Specific and Correct > Vague > Specific but Wrong

Give the AI as much accurate context as you can, so it understands what you’re actually after. For example:
  • Implementing a feature: explain what it’s for and the design details you have in mind.
  • Implementing a gameplay mechanic: describe the experience you want, similar games to reference, and the key design details.
  • Modifying an existing feature: explain its current state, why it needs to change, and where you’re thinking of taking it.
Designers, artists, and anyone unsure about the technical implementation should avoid prescribing an overly specific technical route. When the technical premise is wrong, an explicit implementation path will often steer the AI in the wrong direction and keep it digging in—deeper.

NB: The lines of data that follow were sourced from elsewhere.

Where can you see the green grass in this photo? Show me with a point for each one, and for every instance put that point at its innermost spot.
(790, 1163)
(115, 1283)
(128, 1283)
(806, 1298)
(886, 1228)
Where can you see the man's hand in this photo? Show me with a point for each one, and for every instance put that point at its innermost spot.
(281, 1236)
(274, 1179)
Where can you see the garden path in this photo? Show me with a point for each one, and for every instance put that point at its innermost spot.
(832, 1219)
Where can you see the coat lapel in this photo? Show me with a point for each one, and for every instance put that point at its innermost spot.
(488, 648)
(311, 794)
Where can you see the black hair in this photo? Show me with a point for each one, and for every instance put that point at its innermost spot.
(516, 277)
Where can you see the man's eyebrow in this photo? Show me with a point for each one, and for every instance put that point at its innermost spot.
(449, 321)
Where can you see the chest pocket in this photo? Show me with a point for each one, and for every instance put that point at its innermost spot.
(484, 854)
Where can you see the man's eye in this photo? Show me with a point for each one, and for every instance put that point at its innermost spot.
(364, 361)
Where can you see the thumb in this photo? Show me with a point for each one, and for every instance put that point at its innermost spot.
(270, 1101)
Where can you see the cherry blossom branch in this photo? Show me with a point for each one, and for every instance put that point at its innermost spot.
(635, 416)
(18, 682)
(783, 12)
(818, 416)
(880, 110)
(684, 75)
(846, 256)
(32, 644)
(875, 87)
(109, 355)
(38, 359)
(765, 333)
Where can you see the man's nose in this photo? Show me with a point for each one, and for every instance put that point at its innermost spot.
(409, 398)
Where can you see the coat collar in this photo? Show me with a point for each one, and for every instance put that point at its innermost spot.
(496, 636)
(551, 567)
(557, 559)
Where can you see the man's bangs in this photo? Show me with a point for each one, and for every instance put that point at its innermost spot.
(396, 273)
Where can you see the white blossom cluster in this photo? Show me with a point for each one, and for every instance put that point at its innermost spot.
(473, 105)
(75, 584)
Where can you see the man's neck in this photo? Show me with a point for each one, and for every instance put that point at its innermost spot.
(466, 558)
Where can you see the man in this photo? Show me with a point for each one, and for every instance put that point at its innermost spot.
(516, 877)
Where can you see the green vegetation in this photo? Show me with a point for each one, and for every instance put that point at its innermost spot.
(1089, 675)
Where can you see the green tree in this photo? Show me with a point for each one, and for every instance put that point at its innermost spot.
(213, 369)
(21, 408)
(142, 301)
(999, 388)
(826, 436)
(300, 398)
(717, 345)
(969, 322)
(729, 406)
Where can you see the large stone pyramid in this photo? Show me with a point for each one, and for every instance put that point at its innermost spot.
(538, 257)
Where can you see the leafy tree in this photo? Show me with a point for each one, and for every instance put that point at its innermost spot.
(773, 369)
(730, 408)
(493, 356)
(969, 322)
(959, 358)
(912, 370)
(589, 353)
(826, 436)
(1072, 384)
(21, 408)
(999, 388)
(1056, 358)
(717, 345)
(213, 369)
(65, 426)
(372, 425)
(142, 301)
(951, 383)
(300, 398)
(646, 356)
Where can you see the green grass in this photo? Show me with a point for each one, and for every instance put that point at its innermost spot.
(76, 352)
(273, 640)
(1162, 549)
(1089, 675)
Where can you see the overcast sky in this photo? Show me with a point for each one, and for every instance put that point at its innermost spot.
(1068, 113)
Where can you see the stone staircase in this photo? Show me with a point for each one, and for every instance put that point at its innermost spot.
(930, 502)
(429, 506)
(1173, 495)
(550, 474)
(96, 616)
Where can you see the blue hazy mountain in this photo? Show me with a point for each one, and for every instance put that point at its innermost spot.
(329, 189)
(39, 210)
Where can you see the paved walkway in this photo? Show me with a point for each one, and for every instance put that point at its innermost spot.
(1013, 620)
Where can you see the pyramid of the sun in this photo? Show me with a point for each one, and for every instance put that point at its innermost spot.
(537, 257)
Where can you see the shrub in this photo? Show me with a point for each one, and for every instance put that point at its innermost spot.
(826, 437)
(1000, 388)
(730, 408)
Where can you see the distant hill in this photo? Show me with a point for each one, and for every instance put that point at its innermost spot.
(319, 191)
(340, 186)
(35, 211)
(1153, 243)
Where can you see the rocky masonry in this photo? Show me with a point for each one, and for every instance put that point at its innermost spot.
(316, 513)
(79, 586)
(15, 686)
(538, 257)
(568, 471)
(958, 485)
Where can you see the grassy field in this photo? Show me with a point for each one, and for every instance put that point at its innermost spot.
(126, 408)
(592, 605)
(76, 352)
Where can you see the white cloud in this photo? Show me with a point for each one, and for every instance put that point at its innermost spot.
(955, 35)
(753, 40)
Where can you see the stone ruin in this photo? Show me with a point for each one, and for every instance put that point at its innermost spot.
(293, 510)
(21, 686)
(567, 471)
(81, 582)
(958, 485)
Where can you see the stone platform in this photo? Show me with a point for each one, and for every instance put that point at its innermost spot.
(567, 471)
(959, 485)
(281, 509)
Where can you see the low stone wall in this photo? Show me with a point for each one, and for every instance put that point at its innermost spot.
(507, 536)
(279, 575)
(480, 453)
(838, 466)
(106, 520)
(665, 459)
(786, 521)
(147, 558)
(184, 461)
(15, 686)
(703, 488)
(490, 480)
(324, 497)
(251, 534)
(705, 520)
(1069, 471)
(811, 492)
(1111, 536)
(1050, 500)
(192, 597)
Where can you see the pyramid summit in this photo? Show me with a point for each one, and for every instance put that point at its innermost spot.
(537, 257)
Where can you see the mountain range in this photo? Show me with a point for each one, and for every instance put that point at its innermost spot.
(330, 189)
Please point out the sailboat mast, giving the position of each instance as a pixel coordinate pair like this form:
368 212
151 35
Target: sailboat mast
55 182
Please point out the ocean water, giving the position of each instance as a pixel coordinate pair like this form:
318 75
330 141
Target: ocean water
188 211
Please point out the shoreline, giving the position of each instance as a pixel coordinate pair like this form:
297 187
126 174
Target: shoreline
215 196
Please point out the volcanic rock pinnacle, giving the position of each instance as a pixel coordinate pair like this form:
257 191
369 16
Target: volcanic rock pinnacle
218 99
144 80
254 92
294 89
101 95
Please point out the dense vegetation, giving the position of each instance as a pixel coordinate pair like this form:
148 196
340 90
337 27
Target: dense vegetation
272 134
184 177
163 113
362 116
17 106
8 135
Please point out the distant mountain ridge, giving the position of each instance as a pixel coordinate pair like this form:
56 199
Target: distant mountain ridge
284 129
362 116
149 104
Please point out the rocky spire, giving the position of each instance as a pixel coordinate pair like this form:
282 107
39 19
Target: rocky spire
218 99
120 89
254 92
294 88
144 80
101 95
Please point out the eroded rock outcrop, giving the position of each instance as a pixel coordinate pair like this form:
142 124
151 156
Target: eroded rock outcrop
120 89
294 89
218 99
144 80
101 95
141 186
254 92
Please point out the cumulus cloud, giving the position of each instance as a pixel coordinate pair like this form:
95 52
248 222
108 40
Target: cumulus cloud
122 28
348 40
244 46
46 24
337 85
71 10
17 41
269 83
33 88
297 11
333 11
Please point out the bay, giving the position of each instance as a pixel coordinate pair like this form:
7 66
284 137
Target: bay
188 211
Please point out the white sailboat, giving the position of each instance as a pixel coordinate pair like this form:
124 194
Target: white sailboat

For Complex Tasks, Plan and Review Before Execution

A lot of game mechanics that look simple on the surface are actually tricky to implement. Designers and gameplay programmers know this all too well. Take “jump” in a side-scrolling platformer. Behind it sit decisions like: do we model character actions with a state machine or a state tree? Do we include coyote time? How do we tune takeoff and landing curves to shape the speed profile? Traditionally, gameplay programmers spent a lot of time talking with designers, surfacing the unwritten requirements and turning them into code. By default, an AI is more inclined to satisfy the surface request as quickly as possible. If you describe a feature in one short sentence, the AI can’t see the project’s design goals or its long-term direction, and the result is likely to drift. For complex requirements, ask the AI not to touch any files yet—have it produce an implementation plan first. Talk through requirements, edge cases, and key design decisions, and only then move into the actual coding phase. The AI doesn’t truly understand game feel, but it knows a lot of the typical patterns from existing games. For things with mature recipes, you can also ask it directly “how can I improve the feel?”. A developer who hasn’t shipped a platformer might never think of coyote time on their own; the AI usually will. The flip side: in the past, designers had to sell features hard to programmers because development was expensive. Implementation and iteration are dramatically cheaper now, so designers can validate ideas quickly at low cost. They no longer need to polish a complete pitch and convince programmers to spend resources before trying something out—prototyping and gameplay iteration can start much sooner. The Locus feature that summarizes design docs from chat was built around this idea.

Maintain the Knowledge Base Regularly

We gave Locus the ability to maintain its knowledge base automatically because we want it to keep building a deeper understanding of your project as it talks with you and works on the code. Within that, the Design section deserves special attention. It’s the AI’s summary of your requirements, and it’ll treat that content as ground truth in later tasks. Keeping it accurate is on you. Memory holds experiential notes the AI built from the project and its surrounding context. Review it periodically, and edit or delete entries when they’re off. We’ll ship a dedicated Skill later that helps the AI maintain the knowledge base more systematically.

Run Independent Tasks in Independent Contexts (New Sessions)

The progress bar in the bottom-right corner shows how much of the current session’s context has been consumed. Today’s language models can handle long text, but their effective context is still bounded. Once you cross a certain threshold, model quality drops noticeably. Claude 1M and GPT-5.4 both degrade more visibly past roughly 400k tokens. On top of that, longer contexts mean higher cache-read overhead and a higher per-tool-call cost. For better quality and lower cost, split tasks where you can and run them in separate contexts.